I – and I believe many of my fellow economics professors – seek not to get our introductory students to learn specific facts or techniques but to begin to “think like an economist.”

I want them to abandon wishful thinking, good vs. evil analogies, just-so-stories and general ad hocery, in favor of treating human behavior as if it stemmed from some (perhaps unknown or even unknowable) set of systematic principles. In particular we are big on the notion that people respond to incentives.

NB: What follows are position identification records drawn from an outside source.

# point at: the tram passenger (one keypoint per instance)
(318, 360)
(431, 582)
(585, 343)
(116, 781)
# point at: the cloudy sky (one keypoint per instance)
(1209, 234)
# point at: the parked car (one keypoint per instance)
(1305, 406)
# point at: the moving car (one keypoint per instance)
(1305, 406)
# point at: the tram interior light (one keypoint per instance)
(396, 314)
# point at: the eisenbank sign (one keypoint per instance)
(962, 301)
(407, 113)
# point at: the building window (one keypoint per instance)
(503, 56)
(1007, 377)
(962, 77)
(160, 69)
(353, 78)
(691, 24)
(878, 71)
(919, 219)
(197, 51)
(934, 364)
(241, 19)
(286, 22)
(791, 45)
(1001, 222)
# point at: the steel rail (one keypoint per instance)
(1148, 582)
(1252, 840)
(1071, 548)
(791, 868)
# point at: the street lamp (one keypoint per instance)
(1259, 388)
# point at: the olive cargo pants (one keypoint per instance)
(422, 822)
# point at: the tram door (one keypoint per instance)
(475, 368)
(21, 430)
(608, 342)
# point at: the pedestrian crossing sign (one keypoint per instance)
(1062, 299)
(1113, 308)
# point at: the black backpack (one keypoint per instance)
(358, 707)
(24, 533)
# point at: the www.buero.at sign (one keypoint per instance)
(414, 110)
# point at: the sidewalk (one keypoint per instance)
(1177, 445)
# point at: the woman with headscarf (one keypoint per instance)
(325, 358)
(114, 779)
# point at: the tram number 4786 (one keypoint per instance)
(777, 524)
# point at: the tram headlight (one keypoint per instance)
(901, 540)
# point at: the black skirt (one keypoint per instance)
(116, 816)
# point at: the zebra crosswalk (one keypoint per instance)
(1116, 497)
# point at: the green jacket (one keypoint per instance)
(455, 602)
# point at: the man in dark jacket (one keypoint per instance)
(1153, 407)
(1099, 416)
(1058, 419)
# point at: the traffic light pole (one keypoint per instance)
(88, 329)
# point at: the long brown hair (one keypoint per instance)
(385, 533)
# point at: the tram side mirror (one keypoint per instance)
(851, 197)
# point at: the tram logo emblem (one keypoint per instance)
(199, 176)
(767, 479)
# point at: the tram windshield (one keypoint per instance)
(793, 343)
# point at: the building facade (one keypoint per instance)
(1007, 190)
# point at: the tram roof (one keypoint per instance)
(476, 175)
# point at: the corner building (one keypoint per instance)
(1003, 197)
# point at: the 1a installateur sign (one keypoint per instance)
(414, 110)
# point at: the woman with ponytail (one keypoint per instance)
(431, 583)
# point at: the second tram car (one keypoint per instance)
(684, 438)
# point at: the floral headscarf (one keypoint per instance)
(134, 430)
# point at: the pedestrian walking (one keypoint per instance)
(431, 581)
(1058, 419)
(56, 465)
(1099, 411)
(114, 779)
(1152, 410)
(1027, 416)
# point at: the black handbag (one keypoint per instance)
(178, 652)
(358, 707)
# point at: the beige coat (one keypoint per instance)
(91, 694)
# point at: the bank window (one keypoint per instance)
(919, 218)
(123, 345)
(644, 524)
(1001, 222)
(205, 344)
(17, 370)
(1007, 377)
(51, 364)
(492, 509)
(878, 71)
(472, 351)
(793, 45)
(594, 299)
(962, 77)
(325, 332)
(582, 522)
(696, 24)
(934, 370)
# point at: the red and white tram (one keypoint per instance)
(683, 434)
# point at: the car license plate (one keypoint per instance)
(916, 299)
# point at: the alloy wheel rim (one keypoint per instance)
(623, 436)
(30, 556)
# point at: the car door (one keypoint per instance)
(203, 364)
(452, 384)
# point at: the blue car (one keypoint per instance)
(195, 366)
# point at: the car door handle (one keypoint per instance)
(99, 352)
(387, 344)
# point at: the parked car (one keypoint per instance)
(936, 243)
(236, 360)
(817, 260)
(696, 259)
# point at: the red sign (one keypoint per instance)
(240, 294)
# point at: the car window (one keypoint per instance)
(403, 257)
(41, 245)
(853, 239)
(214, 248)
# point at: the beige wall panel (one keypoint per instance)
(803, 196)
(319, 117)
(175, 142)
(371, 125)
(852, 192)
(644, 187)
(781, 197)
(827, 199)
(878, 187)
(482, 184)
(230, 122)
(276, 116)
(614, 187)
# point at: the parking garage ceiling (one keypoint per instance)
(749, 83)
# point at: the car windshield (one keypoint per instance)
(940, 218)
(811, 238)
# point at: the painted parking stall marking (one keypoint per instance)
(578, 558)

Students it turns out are people. While “thinking like an economist” is often a bitter pill, this semester it went down much easier – and I think I see why. No less than half of the final papers were written on either immigration in general or the DREAM act in particular. A typical paragraph

Immigrants not only join the circular flow of the economy as labor, but also as consumers. They spend money on goods and services which results in firms having more revenue. Higher revenues tend to increase firm production to meet the higher demand of consumers. This increased production most likely would result in more jobs as firms expand to meet the needs of consumers. On a very basic level, this explains why immigration would only serve to expand the economy.

Unlike our discussions of taxes, rent control and the minimum wage “thinking like an economist” gives them in edge in an argument they already want to make: that the US should be more welcoming to immigrants.

While it is encouraging to see the tools taken up so easily, it is a warning that we cannot be sure students or the public generally has abandoned ad hocery when the systematic explanation does in fact suit their immediate needs.